Portrait de Frédéric Beigbeder
par Madame Ratel (1974)
En refermant Un roman français, plus autobiographie que roman du reste, j’ai pensé au poème d’Apollinaire, intitulé « A la Santé » :
Avant d’entrer dans ma cellule
Il a fallu me mettre nu
Et quelle voix sinistre ulule
Guillaume qu’es-tu devenu
Le Lazare entrant dans la tombe
Au lieu d’en sortir comme il fit
Adieu adieu chantante ronde
Ô mes années ô jeunes filles
Certes, loin de moi l’idée de comparer Beigbeder à l’incomparable poète « à la tête étoilée », d’autant plus que les pages de son livre consacrées à son emprisonnement ne sont pas les meilleures, il s’en faut de beaucoup.
Cependant, il y a dans cet ouvrage, imaginé à la faveur d’une garde à vue, un ton auquel le bo-bo des beaux-quartiers n’avait guère habitué son public.
Dans ce roman des origines, sorte de passage obligé pour les écrivains, il fait la part belle à ses grands-parents paternels et maternels avec de beaux portraits nostalgiques et sensibles.

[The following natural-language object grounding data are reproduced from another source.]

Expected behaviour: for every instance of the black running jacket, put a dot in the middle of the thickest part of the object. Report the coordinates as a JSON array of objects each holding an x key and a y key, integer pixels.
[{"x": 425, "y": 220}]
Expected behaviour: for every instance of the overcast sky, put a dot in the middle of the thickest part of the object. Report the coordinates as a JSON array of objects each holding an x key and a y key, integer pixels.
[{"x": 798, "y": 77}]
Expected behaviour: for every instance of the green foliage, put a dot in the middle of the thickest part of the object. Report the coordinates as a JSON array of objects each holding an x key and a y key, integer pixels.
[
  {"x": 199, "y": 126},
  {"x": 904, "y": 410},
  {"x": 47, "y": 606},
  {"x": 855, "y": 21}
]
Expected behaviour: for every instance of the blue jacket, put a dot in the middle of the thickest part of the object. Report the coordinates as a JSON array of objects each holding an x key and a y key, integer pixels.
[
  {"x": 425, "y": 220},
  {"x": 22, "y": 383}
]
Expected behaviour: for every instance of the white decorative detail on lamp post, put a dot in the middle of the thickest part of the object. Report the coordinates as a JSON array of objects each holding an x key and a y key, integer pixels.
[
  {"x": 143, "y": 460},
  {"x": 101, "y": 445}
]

Il dit la fracture originelle familiale dont il ne s’est pas remis et l’admiration inconditionnelle, mais pétrie de sentiments mêlés, pour son frère. Alors que l’entrepreneur va recevoir la Légion d’Honneur, l’écrivain ne croupit-il pas en cellule pour une provocation d’adolescent favorisé?
Prisonnier dans l'escalier du Palais de Justice
Dessin de H. de Hem, 1868
(Paris en Images)
A son tour, il pose la question : « Frédéric, qu’es-tu devenu ? » Et après de nombreux allers et retours dans un passé d’ « enfant gavé », devenu un « homme en ballottage », il sait seulement que son nez ne saigne plus. Désormais, l’important pour lui semble être de philosopher avec sa fille et de lui apprendre à faire des ricochets sur la plage de Guéthary.
Alors, Frédéric Beigbeder, un nouveau Lazare ? On le souhaite.